- Born: 14 January 1881 Kirkcudbrightshire
- Died: 24 January 1975 (aged 94)
- Education: University of Edinburgh
- Spouse(s): Maud Oriel Riata Pearson (1907) Sophia Mary Wharton Millar (1960)
- Children: 2

= Carlyle Gifford =

British businessman (1881–1975)

Thomas Johnstone Carlyle Gifford (14 January 1881 – 24 January 1975) was one of the founders of Baillie Gifford, one of the United Kingdom's largest investment management firms.

==Career==
Born at Ingleston near Twynholm in Kirkcudbrightshire and educated at George Watson's College and the University of Edinburgh, Carlyle Gifford trained with the firm of W.S. Cook and became a writer to the signet in 1905.

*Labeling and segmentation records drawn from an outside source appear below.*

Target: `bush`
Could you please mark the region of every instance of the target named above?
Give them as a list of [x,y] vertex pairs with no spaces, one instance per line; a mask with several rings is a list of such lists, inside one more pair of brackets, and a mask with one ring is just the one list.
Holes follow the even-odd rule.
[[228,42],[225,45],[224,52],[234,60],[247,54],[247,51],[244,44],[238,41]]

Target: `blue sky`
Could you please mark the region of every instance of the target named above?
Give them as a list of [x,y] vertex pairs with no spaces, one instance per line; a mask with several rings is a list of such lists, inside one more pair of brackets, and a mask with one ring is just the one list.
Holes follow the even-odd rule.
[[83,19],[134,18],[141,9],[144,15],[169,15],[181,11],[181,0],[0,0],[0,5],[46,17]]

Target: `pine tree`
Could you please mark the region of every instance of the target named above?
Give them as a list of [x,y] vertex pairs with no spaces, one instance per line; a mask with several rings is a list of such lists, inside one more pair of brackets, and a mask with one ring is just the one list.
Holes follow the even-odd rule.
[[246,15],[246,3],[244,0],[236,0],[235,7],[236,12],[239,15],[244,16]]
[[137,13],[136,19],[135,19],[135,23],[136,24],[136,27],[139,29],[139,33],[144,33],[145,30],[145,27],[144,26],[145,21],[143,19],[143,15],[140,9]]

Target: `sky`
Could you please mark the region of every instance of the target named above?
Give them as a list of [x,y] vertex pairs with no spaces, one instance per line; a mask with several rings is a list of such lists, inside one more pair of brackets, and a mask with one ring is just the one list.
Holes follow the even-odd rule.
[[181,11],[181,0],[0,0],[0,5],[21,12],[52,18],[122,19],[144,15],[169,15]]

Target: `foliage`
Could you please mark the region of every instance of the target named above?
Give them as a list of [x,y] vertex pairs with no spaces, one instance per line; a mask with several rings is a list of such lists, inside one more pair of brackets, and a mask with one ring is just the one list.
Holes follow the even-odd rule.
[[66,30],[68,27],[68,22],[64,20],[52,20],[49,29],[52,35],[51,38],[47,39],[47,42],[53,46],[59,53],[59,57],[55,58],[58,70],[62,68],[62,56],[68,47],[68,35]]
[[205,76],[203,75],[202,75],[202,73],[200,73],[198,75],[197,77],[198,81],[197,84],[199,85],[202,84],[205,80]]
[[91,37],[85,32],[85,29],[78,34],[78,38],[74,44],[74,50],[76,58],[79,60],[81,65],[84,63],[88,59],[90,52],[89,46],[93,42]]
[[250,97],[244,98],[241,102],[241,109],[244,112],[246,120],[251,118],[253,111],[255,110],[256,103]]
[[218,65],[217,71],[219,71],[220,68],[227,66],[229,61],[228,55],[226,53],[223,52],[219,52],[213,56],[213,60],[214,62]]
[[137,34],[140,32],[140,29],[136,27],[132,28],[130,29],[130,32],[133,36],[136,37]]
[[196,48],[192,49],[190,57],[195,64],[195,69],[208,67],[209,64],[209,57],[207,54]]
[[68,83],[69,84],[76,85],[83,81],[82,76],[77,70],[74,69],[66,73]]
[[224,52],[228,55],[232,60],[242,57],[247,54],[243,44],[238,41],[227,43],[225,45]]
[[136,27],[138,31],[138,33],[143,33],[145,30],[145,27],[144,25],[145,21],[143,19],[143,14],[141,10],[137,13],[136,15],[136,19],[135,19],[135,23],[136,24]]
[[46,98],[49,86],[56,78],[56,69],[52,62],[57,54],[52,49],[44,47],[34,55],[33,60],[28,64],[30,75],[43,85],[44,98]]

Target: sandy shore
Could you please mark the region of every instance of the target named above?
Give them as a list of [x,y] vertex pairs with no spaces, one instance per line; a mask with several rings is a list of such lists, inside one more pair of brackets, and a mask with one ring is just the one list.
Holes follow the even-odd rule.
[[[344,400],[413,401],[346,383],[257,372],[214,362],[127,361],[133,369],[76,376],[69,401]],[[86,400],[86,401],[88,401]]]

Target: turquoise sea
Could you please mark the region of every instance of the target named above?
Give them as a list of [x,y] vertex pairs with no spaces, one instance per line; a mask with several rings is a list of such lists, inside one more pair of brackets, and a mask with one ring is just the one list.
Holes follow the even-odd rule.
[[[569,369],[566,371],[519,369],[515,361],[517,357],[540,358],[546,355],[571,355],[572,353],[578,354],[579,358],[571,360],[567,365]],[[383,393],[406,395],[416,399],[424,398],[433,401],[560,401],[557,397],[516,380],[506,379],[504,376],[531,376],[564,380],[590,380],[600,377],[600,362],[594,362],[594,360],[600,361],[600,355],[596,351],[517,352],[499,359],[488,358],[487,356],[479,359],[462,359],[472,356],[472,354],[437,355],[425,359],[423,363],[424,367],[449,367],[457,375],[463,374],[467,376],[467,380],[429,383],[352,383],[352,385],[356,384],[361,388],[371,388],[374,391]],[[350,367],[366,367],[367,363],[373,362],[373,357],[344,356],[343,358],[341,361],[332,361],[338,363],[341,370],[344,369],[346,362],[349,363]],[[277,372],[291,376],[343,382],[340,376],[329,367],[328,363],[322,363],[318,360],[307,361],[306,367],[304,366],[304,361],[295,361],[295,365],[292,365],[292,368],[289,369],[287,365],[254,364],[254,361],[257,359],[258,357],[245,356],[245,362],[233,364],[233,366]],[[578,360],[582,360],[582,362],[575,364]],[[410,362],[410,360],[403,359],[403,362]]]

In 1907 he co-founded the legal firm of Baillie Gifford WS which in 1909 formed and then acted as manager of the Scottish Mortgage and Trust Company Limited.

He specialised in land law and in stock exchange rules. He served on the boards of Scottish Widows and the University of Edinburgh.

He helped set up the Association of Investment Trust Companies in 1929 and served as chairman from 1934 to 1936.

During World War II he worked in the United States where he acted as an agent for HM Treasury selling British overseas investments.

He lived in Edinburgh.

==Family==
In 1907 he married Maud Oriel Riata Pearson daughter of Charles Henry Pearson and together they had two sons, including Charles Henry Pearson Gifford FRSE (1909–1994). In 1960 he married again to Sophia Mary Wharton Millar who survived him.